Abstract: We study the small-time asymptotics of the heat content of smooth non-characteristic domains of a general rank-varying sub-Riemannian structure, equipped with an arbitrary smooth measure. By adapting to the sub-Riemannian case a technique due to Savo, we establish the existence of the full asymptotic series. We compute explicitly the coefficients up to order five, in terms of sub-Riemannian invariants of the domain and its boundary. Furthermore, we prove that every coefficient can be obtained as the limit of the corresponding one for a suitable Riemannian extension. As a byproduct of our fifth-order analysis, we prove that the higher order coefficients in the expansion can blow-up in presence of characteristic points. This is a joint work with Luca Rizzi.

Title:
Localization and uniformity of asymptotics for sub-Riemannian heat kernels.
Abstract: Molchanov’s method provides a systematic approach to determining the small-time asymptotics of the heat kernel on a sub-Riemannian manifold away from any abnormal minimizers. The expansion is closely connected to the structure of the minimizing geodesics between two points. This method allows to derive a complete asymptotic expansion of the heat kernel from a sufficiently explicit normal form of the exponential map at the minimal geodesics between two points, at least in principle. We are, however, also able to exhibit metrics for which the exponential map is arbitrarily degenerate. Beyond classical applications of complete expansions and universal bounds, the method extends to log-derivatives of the heat kernel and their characterization of the cut locus. This is joint work with R.W. Neel.

Title:
Bochner Laplacian and Bergman kernel expansion of semi-positive line bundles on a Riemann surface.
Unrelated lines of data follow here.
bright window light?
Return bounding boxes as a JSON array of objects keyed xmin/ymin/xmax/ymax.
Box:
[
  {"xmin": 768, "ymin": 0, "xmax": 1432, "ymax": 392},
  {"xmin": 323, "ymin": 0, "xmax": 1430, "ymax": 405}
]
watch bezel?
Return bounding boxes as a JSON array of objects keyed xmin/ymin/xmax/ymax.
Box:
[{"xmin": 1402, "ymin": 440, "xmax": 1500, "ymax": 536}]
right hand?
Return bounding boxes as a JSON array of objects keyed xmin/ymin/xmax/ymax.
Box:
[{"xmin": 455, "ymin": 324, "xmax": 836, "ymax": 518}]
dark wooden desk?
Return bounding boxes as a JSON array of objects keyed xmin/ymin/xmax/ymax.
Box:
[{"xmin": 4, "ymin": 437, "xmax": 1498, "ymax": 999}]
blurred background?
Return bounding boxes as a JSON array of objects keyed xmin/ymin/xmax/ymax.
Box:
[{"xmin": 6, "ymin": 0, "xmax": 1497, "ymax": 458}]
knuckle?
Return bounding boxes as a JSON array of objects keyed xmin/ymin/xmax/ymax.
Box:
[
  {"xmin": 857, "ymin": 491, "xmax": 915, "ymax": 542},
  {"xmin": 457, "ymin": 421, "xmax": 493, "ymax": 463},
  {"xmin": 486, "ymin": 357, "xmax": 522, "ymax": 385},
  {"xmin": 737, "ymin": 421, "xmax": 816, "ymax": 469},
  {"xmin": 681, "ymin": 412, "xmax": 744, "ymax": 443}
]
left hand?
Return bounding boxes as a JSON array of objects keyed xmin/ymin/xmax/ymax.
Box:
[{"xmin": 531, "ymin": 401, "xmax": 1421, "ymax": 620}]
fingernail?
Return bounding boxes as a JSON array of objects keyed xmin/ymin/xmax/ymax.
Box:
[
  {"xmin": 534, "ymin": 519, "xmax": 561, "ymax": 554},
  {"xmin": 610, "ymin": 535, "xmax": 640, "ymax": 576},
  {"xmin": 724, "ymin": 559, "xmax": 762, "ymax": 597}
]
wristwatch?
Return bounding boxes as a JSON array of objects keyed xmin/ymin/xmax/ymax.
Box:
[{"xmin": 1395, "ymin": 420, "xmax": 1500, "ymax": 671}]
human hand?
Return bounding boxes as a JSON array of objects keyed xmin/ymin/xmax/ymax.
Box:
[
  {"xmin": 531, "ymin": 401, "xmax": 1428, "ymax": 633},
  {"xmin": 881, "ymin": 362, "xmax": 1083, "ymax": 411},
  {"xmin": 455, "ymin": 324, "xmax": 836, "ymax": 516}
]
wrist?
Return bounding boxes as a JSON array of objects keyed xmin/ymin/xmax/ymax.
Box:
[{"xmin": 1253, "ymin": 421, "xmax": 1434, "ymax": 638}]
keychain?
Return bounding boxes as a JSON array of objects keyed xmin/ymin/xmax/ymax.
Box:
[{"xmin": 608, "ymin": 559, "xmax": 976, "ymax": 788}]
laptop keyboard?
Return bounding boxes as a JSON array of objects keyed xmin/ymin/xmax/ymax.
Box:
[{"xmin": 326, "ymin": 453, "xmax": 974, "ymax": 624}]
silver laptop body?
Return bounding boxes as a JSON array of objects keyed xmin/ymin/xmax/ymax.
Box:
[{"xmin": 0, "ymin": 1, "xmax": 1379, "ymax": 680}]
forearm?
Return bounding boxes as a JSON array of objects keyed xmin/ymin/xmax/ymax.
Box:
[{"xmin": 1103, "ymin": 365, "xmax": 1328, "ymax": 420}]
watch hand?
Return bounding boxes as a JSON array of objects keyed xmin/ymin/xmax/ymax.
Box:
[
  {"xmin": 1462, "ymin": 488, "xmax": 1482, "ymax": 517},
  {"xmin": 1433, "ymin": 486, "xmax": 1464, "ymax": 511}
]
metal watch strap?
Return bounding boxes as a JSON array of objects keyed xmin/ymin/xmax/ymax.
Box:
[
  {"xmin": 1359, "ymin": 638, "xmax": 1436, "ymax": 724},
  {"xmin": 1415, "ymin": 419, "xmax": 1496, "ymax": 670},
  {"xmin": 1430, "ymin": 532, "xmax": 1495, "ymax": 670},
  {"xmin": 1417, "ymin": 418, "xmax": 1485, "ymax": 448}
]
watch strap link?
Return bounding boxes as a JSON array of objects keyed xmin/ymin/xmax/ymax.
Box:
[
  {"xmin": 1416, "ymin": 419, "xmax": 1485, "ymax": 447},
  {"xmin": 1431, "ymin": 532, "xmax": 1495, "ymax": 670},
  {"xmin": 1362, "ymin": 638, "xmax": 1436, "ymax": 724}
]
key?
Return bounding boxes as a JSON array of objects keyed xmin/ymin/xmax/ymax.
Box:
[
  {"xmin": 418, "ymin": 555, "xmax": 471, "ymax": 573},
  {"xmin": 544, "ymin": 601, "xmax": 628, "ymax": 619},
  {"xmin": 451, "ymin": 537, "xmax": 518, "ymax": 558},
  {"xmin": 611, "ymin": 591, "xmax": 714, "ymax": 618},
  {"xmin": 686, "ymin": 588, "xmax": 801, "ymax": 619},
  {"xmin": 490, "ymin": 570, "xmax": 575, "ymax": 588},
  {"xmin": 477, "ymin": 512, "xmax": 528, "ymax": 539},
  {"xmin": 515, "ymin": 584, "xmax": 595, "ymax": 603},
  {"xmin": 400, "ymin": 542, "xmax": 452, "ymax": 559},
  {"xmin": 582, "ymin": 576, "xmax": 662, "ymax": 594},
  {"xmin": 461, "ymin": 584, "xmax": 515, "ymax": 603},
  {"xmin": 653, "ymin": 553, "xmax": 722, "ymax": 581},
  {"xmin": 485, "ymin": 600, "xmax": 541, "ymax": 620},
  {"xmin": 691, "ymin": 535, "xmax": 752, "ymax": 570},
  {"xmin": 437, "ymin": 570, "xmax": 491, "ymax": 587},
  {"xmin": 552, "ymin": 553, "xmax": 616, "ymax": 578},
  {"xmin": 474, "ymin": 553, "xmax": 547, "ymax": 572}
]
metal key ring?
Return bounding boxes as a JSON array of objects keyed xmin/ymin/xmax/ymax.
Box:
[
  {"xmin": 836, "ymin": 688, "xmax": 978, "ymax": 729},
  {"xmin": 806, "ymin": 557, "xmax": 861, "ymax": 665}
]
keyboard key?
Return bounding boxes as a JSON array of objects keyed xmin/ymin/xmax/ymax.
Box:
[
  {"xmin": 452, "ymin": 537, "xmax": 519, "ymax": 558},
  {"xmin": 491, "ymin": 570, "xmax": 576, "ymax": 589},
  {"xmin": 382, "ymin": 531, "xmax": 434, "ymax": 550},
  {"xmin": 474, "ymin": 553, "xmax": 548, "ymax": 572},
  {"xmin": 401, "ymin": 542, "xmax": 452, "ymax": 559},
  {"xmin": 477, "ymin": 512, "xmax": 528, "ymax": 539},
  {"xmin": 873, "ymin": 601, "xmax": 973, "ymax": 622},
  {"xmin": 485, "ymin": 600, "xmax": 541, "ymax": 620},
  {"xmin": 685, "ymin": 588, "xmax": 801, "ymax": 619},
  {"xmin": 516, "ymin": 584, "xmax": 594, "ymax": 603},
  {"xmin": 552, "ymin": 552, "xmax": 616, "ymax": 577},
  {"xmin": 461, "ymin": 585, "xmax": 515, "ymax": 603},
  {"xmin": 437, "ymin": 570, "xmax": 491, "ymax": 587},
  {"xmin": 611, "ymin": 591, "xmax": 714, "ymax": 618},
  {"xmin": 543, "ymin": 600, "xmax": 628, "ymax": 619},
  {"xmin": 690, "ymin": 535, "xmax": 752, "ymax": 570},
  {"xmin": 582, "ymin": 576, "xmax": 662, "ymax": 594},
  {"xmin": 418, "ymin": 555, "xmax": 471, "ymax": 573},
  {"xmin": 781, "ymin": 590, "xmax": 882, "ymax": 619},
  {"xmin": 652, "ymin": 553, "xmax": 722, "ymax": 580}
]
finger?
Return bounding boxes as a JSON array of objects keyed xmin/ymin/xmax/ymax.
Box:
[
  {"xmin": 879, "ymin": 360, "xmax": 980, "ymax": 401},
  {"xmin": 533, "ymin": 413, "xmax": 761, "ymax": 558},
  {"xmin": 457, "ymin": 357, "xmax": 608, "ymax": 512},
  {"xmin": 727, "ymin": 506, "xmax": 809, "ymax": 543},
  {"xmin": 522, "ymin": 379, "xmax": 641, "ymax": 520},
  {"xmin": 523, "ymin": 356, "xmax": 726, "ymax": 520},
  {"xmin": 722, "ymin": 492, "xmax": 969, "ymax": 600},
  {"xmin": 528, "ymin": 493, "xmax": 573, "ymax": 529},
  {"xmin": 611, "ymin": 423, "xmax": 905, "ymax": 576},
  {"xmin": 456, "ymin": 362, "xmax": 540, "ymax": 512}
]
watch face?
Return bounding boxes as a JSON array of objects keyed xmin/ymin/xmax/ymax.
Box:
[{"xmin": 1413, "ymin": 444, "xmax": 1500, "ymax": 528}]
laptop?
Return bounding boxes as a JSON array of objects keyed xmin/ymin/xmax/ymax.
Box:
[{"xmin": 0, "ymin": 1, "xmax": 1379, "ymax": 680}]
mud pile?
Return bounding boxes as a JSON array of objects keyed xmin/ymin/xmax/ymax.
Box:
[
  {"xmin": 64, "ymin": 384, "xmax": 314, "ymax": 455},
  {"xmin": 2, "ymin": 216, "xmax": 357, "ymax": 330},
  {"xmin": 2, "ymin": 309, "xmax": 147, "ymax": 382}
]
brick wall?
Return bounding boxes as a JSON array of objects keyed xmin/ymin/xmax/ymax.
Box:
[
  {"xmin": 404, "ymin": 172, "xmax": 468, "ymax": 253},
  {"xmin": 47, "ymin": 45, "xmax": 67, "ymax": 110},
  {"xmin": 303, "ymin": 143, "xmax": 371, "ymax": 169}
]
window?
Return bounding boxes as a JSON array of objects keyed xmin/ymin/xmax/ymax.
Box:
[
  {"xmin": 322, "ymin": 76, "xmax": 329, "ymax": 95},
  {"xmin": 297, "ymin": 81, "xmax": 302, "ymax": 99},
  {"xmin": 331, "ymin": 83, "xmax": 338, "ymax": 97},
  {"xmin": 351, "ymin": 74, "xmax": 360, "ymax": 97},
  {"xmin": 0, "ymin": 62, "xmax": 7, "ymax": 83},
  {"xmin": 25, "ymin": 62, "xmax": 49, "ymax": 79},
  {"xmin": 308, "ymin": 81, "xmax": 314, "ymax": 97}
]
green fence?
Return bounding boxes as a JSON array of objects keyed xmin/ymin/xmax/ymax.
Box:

Abstract: We generalize the results of Montgomery for the Bochner Laplacian on high tensor powers of a line bundle. When specialized to Riemann surfaces, this leads to the Bergman kernel expansion and geometric quantization results for semi-positive line bundles whose curvature vanishes at finite order. The proof exploits the relation of the Bochner Laplacian on tensor powers with the sub-Riemannian (sR) Laplacian. This is a joint work with G. Marinescu.